My document has lines at the bottom of a few columns and I don’t know how to get rid of them or how they got there. lines are similar to this but I am unable to delete them. Any clue how to get rid of the? “”"""""""""""""""""""""""""""""""
What type of document is doing this? Can you paste a screenshot of it? Are you working in the database or is it Write or Calc?
Hi, here is a shot of the lines at the bottom of a few pages.
Not sure how to get rid of them.
Let me know it the screen shot comes thru. this is in a Libre document.
Hi James,
Here is a copy of screen shot, this is a file that originally was done in word but I am
using Libre. The lines were also in the Word doc so not something that happened when
opening in Libre. Hope you can see the lines at the bottom of this page. They are also on
other pages.
Thanks in advance.
Nancy
Are you aware of the backwards “P” symbol that toggles hidden characters on and off? If you toggle it on then you might be able to see where that strange line is coming from.
It looks like it might be something in the Column Footer.
…was done in word…
And this suggests that you have saved your document as DOC or DOCX (or once upon a time).
Can you confirm this?
You should always save in ODT (Writer) when working with LibreOffice.
To be able to examine the document, it would be useful to upload the document here. Thank you very much.
Here is a screenshot of what it shows when I do the backwards “P” but I have no clue what it’s telling me.
Argh. I just don’t know enough about any of these programs and this came from someone else.
You don’t have to worry, the error can be found.
But as mentioned above, the document itself and not a screenshot is needed to examine the document to find the error.
After that, you may be given the repaired document and appropriate advice.
Annotation:
The “¶” - Sign is called a pilcrow.
Switched on it shows the used control characters in the document. For example, when a paragraph begins and ends (most of them are).
I must concede that I don’t know what’s causing this. It sounds like @Hrbrgr could help if he had a copy of the document to examine.
thank you James. I’ve sent the file to Hrbrgr.
Nancy
It looks like a paragraph border to me. Right click in the paragraph directly above the line and select Paragraph. In the dialogue box that opens select the tab labelled Borders and click the preset None (or change to your preferred article separator line pattern) and OK.

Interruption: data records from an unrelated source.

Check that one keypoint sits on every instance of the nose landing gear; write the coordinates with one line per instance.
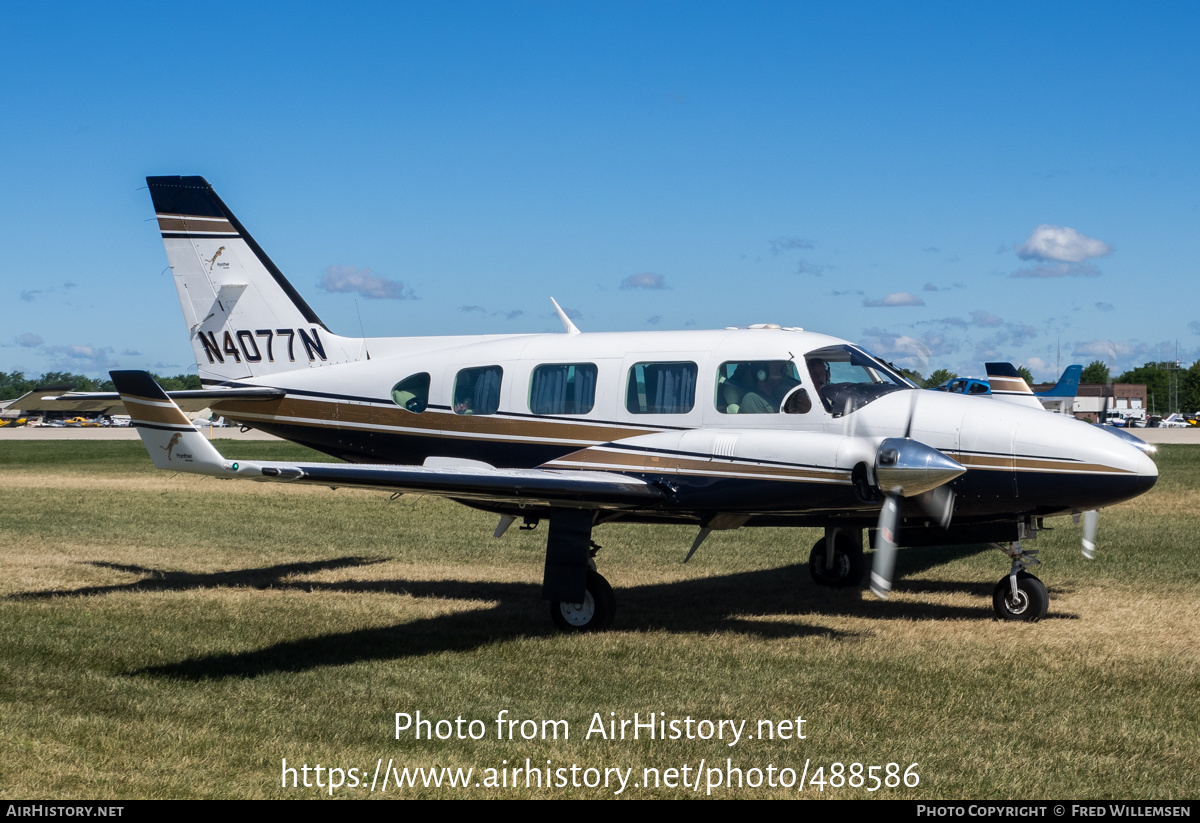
(1019, 595)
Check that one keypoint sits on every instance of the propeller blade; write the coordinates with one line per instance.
(1091, 520)
(885, 547)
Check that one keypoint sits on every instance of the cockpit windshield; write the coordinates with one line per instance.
(847, 378)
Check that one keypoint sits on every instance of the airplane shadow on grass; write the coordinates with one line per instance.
(757, 602)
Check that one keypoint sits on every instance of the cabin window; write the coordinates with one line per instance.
(563, 389)
(755, 386)
(478, 390)
(661, 388)
(413, 392)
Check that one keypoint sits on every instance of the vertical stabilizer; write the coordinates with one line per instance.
(1007, 384)
(244, 317)
(1067, 385)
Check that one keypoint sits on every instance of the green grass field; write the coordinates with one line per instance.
(172, 636)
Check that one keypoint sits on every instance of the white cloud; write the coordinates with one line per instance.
(365, 282)
(1061, 244)
(645, 280)
(985, 319)
(82, 358)
(895, 299)
(789, 244)
(1107, 350)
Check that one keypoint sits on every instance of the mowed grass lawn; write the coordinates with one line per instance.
(172, 636)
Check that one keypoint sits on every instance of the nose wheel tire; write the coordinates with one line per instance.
(1029, 605)
(595, 613)
(847, 566)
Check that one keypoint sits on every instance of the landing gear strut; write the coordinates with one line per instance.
(595, 613)
(837, 560)
(1019, 595)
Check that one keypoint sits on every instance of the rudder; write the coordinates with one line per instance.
(243, 314)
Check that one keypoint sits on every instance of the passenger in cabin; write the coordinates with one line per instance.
(772, 384)
(819, 370)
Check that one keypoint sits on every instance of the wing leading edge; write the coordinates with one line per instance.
(175, 444)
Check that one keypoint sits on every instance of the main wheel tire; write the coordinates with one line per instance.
(849, 564)
(595, 613)
(1031, 601)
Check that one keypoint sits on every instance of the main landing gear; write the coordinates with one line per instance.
(580, 599)
(837, 559)
(595, 613)
(1019, 595)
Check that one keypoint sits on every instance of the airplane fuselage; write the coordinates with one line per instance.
(774, 467)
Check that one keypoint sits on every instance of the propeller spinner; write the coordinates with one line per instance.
(907, 468)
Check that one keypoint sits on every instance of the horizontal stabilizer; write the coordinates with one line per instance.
(172, 440)
(109, 402)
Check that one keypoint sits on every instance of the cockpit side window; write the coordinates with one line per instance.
(754, 386)
(846, 378)
(413, 392)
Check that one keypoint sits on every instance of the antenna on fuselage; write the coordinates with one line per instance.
(567, 322)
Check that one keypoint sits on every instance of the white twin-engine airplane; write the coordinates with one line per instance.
(738, 427)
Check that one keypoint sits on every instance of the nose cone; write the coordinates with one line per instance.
(1073, 466)
(912, 468)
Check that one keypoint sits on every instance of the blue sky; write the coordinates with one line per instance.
(942, 182)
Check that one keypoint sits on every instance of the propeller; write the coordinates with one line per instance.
(909, 468)
(1091, 520)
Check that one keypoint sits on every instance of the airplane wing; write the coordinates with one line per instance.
(109, 402)
(175, 444)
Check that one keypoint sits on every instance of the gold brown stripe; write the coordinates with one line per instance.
(195, 224)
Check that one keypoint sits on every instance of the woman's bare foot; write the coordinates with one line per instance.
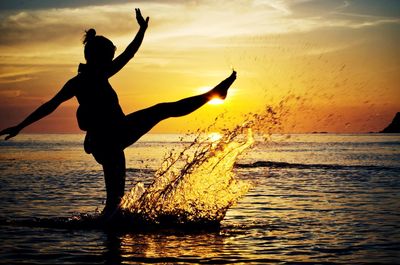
(221, 90)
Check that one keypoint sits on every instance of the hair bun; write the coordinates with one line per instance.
(89, 35)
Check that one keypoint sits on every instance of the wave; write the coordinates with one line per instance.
(121, 222)
(283, 165)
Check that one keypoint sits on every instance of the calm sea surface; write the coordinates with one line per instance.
(316, 198)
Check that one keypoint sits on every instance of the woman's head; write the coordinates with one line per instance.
(98, 49)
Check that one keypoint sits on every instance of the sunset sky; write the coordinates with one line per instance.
(339, 61)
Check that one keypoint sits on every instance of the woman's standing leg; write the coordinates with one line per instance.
(114, 175)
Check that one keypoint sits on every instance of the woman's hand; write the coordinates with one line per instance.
(142, 23)
(12, 131)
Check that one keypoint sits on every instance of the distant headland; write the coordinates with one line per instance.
(394, 126)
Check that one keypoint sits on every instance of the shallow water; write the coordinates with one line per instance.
(333, 199)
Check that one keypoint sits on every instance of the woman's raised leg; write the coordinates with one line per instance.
(140, 122)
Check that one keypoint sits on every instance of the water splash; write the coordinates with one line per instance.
(197, 185)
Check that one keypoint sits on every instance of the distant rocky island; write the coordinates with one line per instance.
(394, 126)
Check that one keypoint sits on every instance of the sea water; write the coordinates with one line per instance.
(331, 198)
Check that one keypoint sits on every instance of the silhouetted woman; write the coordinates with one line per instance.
(108, 130)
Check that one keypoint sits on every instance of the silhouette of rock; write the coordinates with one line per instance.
(394, 126)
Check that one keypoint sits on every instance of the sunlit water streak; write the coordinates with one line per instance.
(335, 200)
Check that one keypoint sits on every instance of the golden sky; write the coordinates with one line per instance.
(339, 59)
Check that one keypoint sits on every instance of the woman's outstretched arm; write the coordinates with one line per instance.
(119, 62)
(63, 95)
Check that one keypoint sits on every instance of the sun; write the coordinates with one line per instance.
(215, 100)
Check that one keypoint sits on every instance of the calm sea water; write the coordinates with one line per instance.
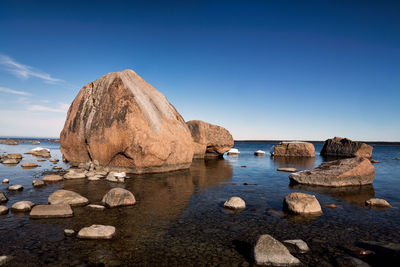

The original border in Word would probably have looked a bit like this
[Edit] Also just clicking at the end of the paragraph with words in it and deleting the empty paragraphs will delete the line. Probably clicking in the paragraph directly above the line and pressing Ctrl+M to remove direct formatting will remove the line
Rather than have a paragraph border in a default paragraph, you would be better to insert a line (which is a particular paragraph style). Click Insert > Horizontal line. You can modify the line style by opening the Styles pane in the Sidebar, right-clicking on Horizontal Line and selecting Modify and in the dialogue that opens click the Borders tab and makes changes there so all Horizontal Lines in the document will have the same appearance.
I’ve sent the file to Hrbrgr.
Unfortunately, nothing has arrived at my place. Where and how did you send?
The screenshot shows author used the document processors (Word and/or Writer) as a dumb mechanical typewriter. Thus document formatting and layout are extremely vulnerable to any slightest change (notably in page geometry). There are enough subtle differences between Word and Writer to assert that global layout is different. For instance, breaking from one column to the next will not occur at the same location; relative positions of image and separator paragraphs (’**********’ lines) will be difficult to maintain.
For “sophisticated” documents (yours is one as you are working multi-column and you have images which have a logical relation to text), it is impossible to guarantee reliability and reproducibility without using styles. For an introduction to styles, read the Writer Guide. And above all, save your document as native .odt format. Unfortunately, for total cleanliness, you must restart from a blank document because the conversion process, which is approximate by essence, has already polluted your file, preventing to return to a normalized state unless you are an expert.
Thank you so much for your assistance. I appreciate your feedback.
Guess I have to start a learning process.